Reputation: 898
I have sets of the ids for individuals keyed by each state
people/stateName:VA = {1,2,3,4,5,6}
people/stateName:TX = {7,8,9,10,11}
...
and I have sets of the ids for individuals who are part of company 1
people/company:1 = {2,6,7,10}
In the above example, if I wanted to find all the people who belong to company 1 and who live the state of VA and TX, I would do:
SUNIONSTORE tempkey people/stateName:VA people/stateName:TX
SINTERSTORE tempkey tempkey people/company:1
In math: (A ∪ B) ∩ C
However, in my case, the number of states is not known, so you would have to iterate over a list of the sets of the states you want, combine them, and then finally intersect that by a company (you'd have to repeat the process if you have more than one company)
foreach( state in state_list ){
SUNIONSTORE(tempkey_state,tempkey_state, 'people/stateName:{state}')
}
foreach( companyNumber in company_list ){
SUNIONSTORE(tempkey_company, tempkey_company, 'people/company:{companyName}')
}
SINTERSTORE(resultkey, tempkey_state, tempkey_company);
In my real scenario, each set is very large, in the 10,000-1,000,000 of members. This process however can be slow (Slower than SQL In some cases)
From my understanding, the bottleneck is SUNIONSTORE
, since it grows with each iteration and it has a big O of O(N)
Are there any ways I can do what I want faster? Some solutions I have in mind
What are your thoughts?
Upvotes: 0
Views: 224
Reputation: 73226
The algebra of sets includes commutative and distributive laws, so that:
(A ∪ B) ∩ C = (C ∩ A) ∪ (C ∩ B)
Redis uses the commutative law to optimize intersection calculation: it sorts the sets per size before applying its algorithm, to minimize the number of operations.
Furthermore, the performance of union and intersection operations is dominated by the cost of object creations (involving memory allocations), rather than the actual union/intersection algorithms.

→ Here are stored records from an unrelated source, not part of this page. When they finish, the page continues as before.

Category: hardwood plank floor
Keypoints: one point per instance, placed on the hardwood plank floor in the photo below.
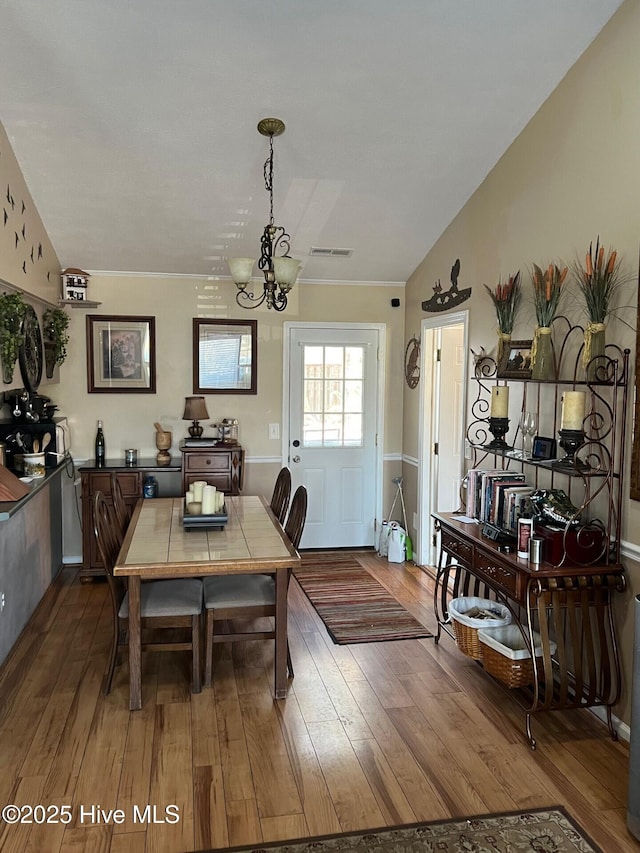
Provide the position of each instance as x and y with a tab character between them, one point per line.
369	735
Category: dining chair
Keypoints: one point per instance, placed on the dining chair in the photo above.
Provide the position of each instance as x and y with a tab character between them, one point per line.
248	596
281	494
121	509
171	603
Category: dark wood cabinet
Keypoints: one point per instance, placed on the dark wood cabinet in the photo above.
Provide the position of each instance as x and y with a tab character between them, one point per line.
131	480
220	466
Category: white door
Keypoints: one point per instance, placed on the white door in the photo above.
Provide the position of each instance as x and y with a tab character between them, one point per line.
332	434
443	423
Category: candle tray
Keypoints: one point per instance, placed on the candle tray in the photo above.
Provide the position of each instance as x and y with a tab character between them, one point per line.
215	521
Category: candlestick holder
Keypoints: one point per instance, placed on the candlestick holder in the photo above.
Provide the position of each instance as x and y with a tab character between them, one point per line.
570	441
498	427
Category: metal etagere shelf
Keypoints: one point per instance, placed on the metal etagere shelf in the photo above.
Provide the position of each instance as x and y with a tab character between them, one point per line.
563	607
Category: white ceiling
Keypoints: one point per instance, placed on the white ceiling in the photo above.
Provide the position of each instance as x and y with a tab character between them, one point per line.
135	122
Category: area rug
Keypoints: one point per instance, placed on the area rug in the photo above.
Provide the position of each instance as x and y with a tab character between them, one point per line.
549	830
354	607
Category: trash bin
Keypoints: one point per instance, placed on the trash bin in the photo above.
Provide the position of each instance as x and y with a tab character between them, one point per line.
633	803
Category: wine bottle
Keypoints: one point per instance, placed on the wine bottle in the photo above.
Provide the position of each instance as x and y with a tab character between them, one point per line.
100	446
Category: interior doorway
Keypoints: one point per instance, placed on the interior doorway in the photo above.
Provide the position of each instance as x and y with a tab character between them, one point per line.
442	421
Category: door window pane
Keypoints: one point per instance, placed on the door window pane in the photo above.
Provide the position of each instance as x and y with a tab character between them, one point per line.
333	396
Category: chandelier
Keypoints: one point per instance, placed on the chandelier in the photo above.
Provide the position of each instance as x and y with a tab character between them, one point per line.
279	270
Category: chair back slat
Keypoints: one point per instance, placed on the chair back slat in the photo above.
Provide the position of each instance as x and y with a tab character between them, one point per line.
121	509
281	493
297	516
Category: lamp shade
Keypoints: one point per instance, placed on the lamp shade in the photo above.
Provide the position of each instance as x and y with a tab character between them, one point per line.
286	271
195	409
241	269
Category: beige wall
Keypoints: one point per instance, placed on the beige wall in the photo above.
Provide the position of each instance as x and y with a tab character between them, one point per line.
173	301
571	175
23	240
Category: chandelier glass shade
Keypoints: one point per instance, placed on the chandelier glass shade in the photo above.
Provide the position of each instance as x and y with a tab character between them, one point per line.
280	271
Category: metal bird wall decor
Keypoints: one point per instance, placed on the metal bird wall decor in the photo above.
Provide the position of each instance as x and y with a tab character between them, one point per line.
450	298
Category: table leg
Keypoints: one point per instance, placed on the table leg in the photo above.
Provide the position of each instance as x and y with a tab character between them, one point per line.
281	635
135	675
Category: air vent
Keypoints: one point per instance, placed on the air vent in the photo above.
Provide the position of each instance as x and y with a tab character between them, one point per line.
322	252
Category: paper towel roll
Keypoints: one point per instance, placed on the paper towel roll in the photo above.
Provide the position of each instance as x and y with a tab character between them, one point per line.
197	487
208	500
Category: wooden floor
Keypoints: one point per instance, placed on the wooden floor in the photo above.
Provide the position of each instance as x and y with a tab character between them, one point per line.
370	735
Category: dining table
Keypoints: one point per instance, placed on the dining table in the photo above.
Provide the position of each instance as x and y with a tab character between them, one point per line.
158	544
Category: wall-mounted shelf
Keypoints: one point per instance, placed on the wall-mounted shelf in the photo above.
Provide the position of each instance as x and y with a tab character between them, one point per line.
79	303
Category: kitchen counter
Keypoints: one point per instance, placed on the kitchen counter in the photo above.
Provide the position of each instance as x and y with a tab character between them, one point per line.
10	508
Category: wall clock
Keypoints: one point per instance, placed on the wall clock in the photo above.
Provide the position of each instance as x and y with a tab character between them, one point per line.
412	363
31	351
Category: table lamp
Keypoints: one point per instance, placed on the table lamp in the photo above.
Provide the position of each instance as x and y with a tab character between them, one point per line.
195	410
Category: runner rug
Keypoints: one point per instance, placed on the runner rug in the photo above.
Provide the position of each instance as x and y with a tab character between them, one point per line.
354	607
549	830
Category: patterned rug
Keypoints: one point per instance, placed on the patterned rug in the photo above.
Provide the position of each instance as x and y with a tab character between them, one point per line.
352	604
549	830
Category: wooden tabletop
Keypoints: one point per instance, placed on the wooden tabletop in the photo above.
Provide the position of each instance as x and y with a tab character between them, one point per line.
157	543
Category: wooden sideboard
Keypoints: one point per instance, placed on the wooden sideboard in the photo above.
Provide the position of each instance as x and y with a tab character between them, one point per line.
131	479
568	605
219	465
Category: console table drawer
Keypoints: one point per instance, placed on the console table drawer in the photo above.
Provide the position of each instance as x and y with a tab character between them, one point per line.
200	462
487	567
455	547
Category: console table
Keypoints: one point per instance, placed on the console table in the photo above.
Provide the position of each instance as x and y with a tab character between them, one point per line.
569	605
220	465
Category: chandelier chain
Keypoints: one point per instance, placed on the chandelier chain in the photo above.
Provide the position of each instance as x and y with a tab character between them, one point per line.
268	177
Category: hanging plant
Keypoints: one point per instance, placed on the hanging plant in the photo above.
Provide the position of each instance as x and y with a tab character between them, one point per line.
55	323
12	311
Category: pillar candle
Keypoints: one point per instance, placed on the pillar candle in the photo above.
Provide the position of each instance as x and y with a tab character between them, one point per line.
198	486
500	401
208	500
573	405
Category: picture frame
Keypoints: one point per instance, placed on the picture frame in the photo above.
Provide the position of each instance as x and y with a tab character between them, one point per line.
516	360
121	356
225	356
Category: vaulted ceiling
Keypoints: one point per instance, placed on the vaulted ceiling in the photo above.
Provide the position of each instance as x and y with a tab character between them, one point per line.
135	122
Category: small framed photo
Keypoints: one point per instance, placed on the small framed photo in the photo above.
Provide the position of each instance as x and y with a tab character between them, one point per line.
516	361
543	448
121	355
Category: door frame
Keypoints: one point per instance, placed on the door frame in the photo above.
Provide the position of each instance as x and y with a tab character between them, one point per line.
426	423
381	328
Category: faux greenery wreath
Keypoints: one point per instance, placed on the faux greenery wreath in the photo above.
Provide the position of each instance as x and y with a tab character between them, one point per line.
12	311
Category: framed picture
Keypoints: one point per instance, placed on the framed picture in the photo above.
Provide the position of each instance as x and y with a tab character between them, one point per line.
121	356
516	361
225	356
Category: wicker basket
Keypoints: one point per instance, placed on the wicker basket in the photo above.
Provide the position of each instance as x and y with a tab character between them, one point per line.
466	627
505	655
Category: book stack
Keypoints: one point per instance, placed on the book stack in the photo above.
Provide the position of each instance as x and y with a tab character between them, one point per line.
496	497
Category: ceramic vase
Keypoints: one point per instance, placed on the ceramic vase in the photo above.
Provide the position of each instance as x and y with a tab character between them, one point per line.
593	357
542	366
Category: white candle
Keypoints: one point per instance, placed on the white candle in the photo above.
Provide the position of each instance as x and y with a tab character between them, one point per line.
208	500
198	486
500	401
573	405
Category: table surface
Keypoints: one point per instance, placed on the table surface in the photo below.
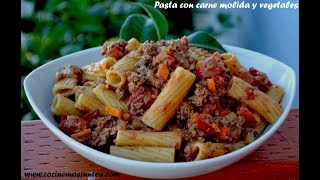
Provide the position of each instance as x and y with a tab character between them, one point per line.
277	158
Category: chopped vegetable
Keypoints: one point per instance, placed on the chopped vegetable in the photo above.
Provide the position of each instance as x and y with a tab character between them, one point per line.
81	133
163	72
114	111
211	85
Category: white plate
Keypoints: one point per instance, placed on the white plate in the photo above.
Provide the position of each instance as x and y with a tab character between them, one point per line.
38	86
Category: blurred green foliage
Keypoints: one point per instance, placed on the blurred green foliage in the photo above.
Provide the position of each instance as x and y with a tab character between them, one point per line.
54	28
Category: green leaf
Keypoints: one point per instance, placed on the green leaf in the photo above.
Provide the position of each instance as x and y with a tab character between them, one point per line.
206	41
159	20
138	26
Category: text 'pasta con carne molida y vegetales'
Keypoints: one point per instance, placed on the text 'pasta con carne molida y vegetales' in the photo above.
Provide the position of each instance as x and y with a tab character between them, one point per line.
164	101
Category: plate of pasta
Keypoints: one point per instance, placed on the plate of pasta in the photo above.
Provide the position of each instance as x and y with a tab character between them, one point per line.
162	109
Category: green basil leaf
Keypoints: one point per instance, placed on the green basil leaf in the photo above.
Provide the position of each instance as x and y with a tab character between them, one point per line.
140	27
205	40
159	20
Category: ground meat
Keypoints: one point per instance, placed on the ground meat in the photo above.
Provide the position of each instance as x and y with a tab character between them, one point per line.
95	83
135	81
143	65
69	71
261	80
153	80
235	126
141	100
114	49
122	92
72	124
106	127
178	49
184	110
181	45
150	48
200	94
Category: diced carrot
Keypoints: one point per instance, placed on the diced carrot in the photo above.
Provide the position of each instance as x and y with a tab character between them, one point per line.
163	71
170	60
246	113
202	125
81	133
225	112
114	111
216	54
169	57
211	85
225	132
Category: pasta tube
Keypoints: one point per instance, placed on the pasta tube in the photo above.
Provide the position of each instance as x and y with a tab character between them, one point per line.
98	69
64	87
275	92
108	97
231	61
144	153
62	106
207	150
144	138
262	103
87	90
116	76
88	104
169	99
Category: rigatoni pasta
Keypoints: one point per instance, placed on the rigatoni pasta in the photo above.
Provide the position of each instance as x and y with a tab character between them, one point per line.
88	104
116	76
169	99
65	87
144	153
143	138
87	90
262	103
164	101
108	97
62	106
97	69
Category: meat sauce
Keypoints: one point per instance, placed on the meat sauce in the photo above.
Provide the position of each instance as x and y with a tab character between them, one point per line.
203	115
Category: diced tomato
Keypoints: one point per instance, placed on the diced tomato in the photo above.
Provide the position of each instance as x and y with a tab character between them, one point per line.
202	125
246	76
208	109
219	81
225	132
250	94
170	61
246	113
91	115
204	72
225	112
147	96
72	124
138	92
148	100
218	107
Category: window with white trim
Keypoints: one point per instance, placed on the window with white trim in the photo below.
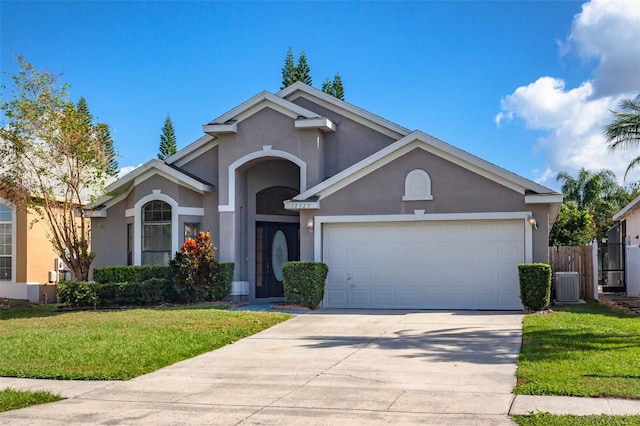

In your example, I would say the probability of having large sets for states is higher than the probability of having large sets for companies, so I would rather execute:
MULTI
SINTERSTORE tmp1 people/company:1 people/stateName:VA
SINTERSTORE tmp2 people/company:1 people/stateName:TX
SUNION tmp1 tmp2
DEL tmp1 tmp2
EXEC
Here, the only objects actually created in the Redis namespace are already the result of an intersection which likely will produce less objects. Note that the last union does not store the result, but rather return it directly to the client.
Be sure to use a pipeline to also minimize the number of network roundtrips.
If you have several companies, you can apply an union on their sets before (if the average size of company sets is not too high), or you can repeat this pattern several times once per company (if the companies are too large).
Upvotes: 2